Fashion is dead, but no one killed it

Fashion is dead and nobody killed it? It just kind of starved? Hear me out, no one person, or group, brought about the end of fashion. Not Virgil, not Ye, not Denma, not…you get the idea. The environments where fashion existed and even flourished slowly eroded and just about have been obliterated. What was the cause? Well…this; the internet. With the internet came comfort, and with comfort came the obsolescence of the environments for fashion to exist in. Let’s be real for a second. The “fits” shown online really just amount to costumes. Garments and pieces worn for a specific place and time, usually in a room as you take a picture for the world to see and then you proceed to change to go to the grocery store. Or the opposite takes place where trying to stay true to only wearing things you would feel comfortable wearing irl and thus birthing “normcore”/”essential” looks. Because where else would you wear these things? Maybe you’re a creative so you constantly get to strut your stuff at warehouse parties and gallery openings, but you only have so many of those to go to. Most workplaces don’t have a uniform, and there is a surge of working from home going on. Maybe the club, but most of them sound the same, look the same, don’t have much of a dress code, and don’t foster a solid identity. Subcultures have all been beaten down into flavor of the month costumes for the hyper pace of the new fast fashion world to feed on until the next subculture wanders out of hiding so they can suck the blood out of that. 
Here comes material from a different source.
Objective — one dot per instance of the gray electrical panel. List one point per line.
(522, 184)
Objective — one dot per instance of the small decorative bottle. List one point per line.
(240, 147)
What is needed now is slowness and consistency to create and environment where a subculture can breathe. This is a monumental task with the current financial culture of a constant rush to gain the biggest audience in the shortest amount of time. Timescales have to be considered to be longer. Things must be thought past the financial quarter or just a few years. If culture is to develop, areas must exist where the snow globe stops shaking and the dust is allowed to settle where a solid foundation can be built upon. Can that happen in a fast pace, global, interconnected society we live in now? I think so.